1236. Infection Control Risk Mitigation and Implementation of Best Practice Recommendations in Long-term Care Facilities
Session: Poster Abstract Session: Healthcare Epidemiology: Non-acute Care Settings
Friday, October 5, 2018
Room: S Poster Hall
Background: Nebraska (NE) Infection Control Assessment and Promotion Program (ICAP) is a quality improvement initiative supported by the NE Department of Health & Human Services. This initiative utilizes subject matter experts (SMEs) including infectious diseases physicians and certified infection preventionists (IP) to assess and improve infection prevention and control programs (IPCP) in various healthcare settings. NE ICAP conducted on-site surveys and observations of IPCP in many volunteer facilities to include long-term care facilities (LTCF) between 11/2015 and 7/2017. SMEs provided on-site coaching and made best practice recommendations (BPR) for priority implementation. Impact of this intervention on LTCF IPCP was examined.

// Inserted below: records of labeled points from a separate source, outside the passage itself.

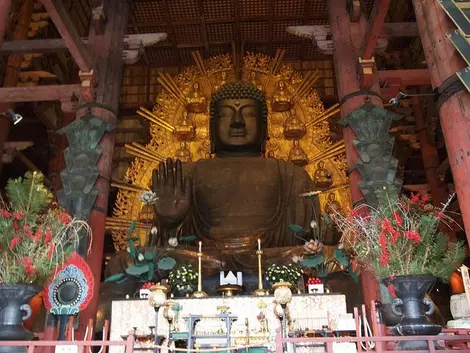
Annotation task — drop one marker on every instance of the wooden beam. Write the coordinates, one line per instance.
(5, 6)
(34, 46)
(69, 33)
(400, 29)
(40, 93)
(376, 22)
(415, 77)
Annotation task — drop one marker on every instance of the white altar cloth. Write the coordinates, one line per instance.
(310, 311)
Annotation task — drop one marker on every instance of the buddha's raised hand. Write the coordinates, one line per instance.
(174, 194)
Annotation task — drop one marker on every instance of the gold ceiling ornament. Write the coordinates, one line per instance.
(180, 127)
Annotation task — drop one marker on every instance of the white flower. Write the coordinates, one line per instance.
(148, 197)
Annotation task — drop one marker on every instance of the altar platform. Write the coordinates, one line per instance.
(306, 311)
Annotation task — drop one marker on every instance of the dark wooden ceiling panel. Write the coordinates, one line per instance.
(250, 8)
(189, 34)
(254, 31)
(223, 32)
(183, 10)
(149, 12)
(219, 9)
(289, 7)
(279, 30)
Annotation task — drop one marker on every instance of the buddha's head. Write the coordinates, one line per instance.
(238, 119)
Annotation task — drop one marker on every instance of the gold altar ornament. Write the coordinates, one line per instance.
(199, 293)
(260, 291)
(282, 292)
(181, 115)
(157, 296)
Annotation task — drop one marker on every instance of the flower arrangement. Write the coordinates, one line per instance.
(316, 258)
(36, 235)
(145, 262)
(401, 236)
(183, 279)
(286, 273)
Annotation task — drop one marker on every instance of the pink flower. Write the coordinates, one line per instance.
(48, 236)
(397, 218)
(28, 266)
(15, 241)
(18, 215)
(391, 290)
(413, 235)
(50, 252)
(5, 214)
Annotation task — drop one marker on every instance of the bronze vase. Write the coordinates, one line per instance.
(14, 310)
(412, 309)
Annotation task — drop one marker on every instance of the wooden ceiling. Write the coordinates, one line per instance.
(214, 26)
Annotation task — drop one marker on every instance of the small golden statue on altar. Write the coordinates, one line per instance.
(282, 100)
(332, 206)
(183, 153)
(185, 130)
(255, 82)
(323, 178)
(297, 155)
(294, 128)
(196, 103)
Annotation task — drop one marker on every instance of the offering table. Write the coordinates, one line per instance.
(306, 311)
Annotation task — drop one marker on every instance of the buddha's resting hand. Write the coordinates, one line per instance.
(174, 194)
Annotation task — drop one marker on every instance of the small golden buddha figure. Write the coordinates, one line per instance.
(332, 206)
(255, 82)
(196, 102)
(297, 155)
(294, 128)
(183, 153)
(223, 80)
(323, 178)
(282, 100)
(185, 130)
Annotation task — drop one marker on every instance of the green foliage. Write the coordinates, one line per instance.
(402, 237)
(166, 263)
(188, 238)
(286, 273)
(36, 236)
(295, 228)
(183, 278)
(145, 261)
(313, 261)
(137, 270)
(116, 277)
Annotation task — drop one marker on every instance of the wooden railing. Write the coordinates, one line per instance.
(444, 342)
(83, 346)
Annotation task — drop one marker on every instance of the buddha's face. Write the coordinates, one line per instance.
(238, 123)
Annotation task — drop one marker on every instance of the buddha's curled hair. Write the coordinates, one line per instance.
(239, 90)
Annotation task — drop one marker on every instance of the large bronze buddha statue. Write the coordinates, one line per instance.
(238, 196)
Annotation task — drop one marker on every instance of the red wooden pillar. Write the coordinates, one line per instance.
(5, 7)
(13, 66)
(57, 162)
(106, 51)
(347, 39)
(443, 61)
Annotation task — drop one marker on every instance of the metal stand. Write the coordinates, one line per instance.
(199, 293)
(260, 291)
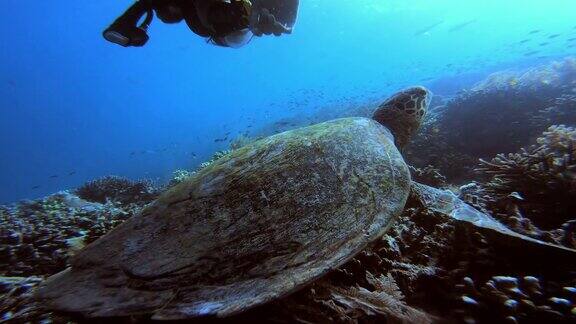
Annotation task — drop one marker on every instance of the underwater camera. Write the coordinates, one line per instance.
(125, 30)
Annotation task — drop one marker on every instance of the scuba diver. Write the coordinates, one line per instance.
(228, 23)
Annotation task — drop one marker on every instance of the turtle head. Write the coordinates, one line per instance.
(403, 113)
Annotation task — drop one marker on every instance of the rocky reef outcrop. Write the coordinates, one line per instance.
(501, 114)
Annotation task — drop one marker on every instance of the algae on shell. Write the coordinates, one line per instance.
(256, 225)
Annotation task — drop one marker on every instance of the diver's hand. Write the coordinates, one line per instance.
(267, 25)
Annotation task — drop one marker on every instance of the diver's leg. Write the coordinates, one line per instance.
(125, 30)
(285, 11)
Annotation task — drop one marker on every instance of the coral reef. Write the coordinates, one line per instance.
(534, 191)
(512, 299)
(179, 176)
(417, 273)
(512, 105)
(37, 237)
(118, 190)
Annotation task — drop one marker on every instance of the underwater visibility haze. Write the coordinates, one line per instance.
(384, 160)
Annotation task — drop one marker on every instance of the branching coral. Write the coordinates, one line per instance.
(37, 237)
(536, 185)
(512, 105)
(516, 300)
(117, 190)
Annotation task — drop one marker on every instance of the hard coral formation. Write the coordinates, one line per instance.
(513, 299)
(533, 191)
(515, 105)
(118, 190)
(37, 237)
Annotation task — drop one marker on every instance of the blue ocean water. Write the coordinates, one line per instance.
(74, 107)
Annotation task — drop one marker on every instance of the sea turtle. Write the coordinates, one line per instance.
(256, 225)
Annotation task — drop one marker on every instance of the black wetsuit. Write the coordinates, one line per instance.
(285, 12)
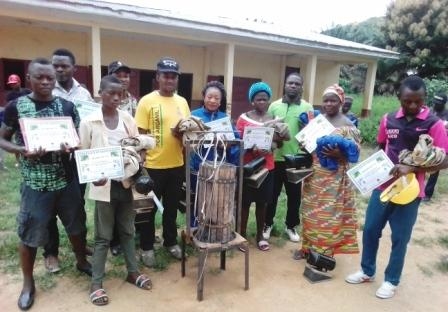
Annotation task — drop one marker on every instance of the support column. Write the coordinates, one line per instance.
(206, 69)
(369, 88)
(310, 78)
(228, 75)
(281, 81)
(96, 59)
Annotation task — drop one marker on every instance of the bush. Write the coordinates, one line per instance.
(380, 106)
(434, 86)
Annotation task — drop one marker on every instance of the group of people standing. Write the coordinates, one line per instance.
(51, 187)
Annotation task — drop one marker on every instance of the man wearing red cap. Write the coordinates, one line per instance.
(14, 82)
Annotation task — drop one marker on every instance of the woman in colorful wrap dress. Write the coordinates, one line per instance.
(328, 207)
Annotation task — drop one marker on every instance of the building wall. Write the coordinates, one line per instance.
(327, 73)
(22, 42)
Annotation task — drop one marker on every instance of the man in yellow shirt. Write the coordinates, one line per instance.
(158, 112)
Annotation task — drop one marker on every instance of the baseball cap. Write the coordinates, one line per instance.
(440, 98)
(117, 66)
(13, 79)
(348, 99)
(168, 65)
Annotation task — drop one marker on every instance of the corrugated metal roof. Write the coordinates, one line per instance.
(224, 27)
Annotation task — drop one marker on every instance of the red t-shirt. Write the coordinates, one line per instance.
(243, 122)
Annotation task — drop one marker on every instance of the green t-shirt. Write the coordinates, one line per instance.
(290, 113)
(52, 171)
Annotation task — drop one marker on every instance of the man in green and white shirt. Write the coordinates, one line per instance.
(289, 107)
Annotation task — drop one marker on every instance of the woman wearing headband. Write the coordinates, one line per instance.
(328, 207)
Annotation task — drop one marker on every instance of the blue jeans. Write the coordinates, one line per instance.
(401, 220)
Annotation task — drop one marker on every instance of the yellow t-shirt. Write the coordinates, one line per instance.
(158, 114)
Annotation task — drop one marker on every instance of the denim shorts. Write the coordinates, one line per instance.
(38, 207)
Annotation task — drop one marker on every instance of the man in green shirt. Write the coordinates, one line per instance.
(289, 107)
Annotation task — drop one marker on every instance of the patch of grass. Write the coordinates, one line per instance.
(45, 280)
(443, 241)
(442, 265)
(425, 270)
(437, 220)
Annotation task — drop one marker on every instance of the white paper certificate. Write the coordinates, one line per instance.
(261, 137)
(316, 128)
(371, 173)
(222, 127)
(98, 163)
(48, 133)
(85, 108)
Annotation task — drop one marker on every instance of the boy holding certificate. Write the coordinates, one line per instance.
(398, 131)
(113, 202)
(259, 96)
(48, 185)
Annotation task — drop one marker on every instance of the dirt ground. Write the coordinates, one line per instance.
(276, 282)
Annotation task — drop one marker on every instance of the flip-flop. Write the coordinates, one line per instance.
(26, 299)
(299, 255)
(142, 281)
(86, 270)
(99, 297)
(263, 245)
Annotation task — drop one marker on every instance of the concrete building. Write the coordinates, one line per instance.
(235, 52)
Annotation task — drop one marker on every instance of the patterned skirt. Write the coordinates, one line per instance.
(328, 214)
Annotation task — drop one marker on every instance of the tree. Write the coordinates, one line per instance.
(366, 32)
(418, 29)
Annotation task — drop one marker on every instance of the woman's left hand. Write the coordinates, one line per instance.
(401, 170)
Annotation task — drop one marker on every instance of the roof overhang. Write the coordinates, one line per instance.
(152, 22)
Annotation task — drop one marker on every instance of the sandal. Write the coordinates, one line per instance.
(299, 254)
(142, 281)
(99, 297)
(263, 245)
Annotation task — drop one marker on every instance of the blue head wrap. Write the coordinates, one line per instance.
(257, 88)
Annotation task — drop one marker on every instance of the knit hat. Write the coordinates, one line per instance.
(117, 66)
(168, 65)
(12, 79)
(257, 88)
(335, 89)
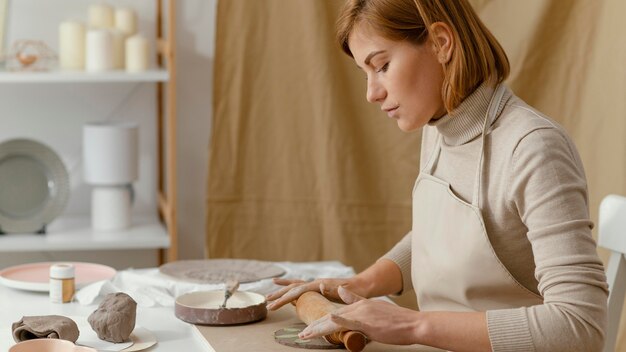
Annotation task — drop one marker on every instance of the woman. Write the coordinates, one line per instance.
(500, 255)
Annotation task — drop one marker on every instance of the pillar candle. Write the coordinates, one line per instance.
(72, 45)
(99, 50)
(101, 16)
(119, 41)
(137, 48)
(126, 21)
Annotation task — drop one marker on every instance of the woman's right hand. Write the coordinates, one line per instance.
(294, 288)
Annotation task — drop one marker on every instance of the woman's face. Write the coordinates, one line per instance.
(404, 78)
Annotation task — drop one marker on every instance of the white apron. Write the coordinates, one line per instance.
(453, 265)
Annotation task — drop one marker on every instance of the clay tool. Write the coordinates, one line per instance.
(311, 306)
(231, 287)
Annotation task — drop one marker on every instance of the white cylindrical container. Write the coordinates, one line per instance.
(119, 40)
(126, 20)
(110, 208)
(62, 285)
(137, 51)
(72, 45)
(111, 152)
(99, 50)
(101, 16)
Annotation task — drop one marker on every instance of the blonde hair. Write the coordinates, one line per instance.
(476, 57)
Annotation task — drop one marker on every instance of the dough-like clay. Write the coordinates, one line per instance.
(114, 319)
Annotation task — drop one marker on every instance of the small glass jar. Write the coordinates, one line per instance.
(61, 283)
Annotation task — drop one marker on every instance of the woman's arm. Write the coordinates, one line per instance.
(387, 323)
(381, 278)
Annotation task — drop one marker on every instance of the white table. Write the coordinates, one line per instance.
(172, 334)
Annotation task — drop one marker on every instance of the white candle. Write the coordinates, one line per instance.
(99, 50)
(126, 21)
(72, 45)
(101, 16)
(137, 48)
(119, 40)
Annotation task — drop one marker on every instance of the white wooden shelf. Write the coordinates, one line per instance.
(74, 234)
(156, 75)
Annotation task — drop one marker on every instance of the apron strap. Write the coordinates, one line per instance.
(434, 156)
(492, 111)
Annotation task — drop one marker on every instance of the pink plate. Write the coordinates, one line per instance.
(36, 276)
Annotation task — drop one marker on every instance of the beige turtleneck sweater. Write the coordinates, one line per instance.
(535, 207)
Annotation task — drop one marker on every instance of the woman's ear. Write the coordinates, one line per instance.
(443, 41)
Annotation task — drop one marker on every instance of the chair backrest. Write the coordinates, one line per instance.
(612, 236)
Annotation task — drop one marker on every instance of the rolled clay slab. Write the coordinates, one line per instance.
(203, 308)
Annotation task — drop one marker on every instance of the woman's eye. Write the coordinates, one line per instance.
(383, 68)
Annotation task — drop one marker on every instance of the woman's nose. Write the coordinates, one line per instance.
(375, 92)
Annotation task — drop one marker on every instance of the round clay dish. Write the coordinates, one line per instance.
(203, 308)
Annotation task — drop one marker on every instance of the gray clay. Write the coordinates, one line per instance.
(114, 319)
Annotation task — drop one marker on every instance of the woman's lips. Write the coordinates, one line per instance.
(392, 112)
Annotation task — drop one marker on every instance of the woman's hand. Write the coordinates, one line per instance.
(379, 320)
(294, 288)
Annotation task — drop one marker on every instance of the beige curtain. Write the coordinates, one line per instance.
(302, 168)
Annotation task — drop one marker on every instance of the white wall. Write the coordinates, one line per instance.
(54, 114)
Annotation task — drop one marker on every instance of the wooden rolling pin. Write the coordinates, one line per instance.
(311, 306)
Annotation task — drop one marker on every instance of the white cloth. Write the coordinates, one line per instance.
(150, 288)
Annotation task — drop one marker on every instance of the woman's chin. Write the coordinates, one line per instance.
(407, 127)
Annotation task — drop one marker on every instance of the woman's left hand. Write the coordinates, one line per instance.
(378, 320)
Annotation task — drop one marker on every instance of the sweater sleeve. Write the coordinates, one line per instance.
(401, 255)
(547, 188)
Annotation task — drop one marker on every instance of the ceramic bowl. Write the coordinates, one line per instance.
(49, 345)
(203, 308)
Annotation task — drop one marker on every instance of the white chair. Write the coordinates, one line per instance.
(612, 236)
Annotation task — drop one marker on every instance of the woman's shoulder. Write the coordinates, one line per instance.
(527, 130)
(519, 121)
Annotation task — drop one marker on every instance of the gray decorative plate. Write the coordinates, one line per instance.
(217, 271)
(34, 186)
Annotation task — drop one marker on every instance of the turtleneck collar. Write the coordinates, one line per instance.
(466, 122)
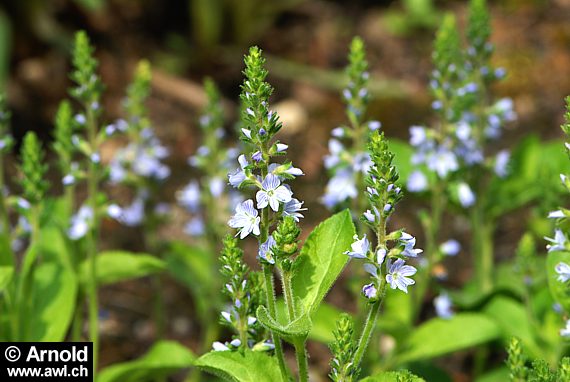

Methods: Using a standardized questionnaire, follow-up phone calls were made with LTCF to evaluate implementation of the BPR one-year post-assessment. Descriptive analyses were performed to examine BPR implementation in LTCF that had follow-up between 4/4/17 to 4/17/18 and to identify factors that promoted or impeded BPR implementation.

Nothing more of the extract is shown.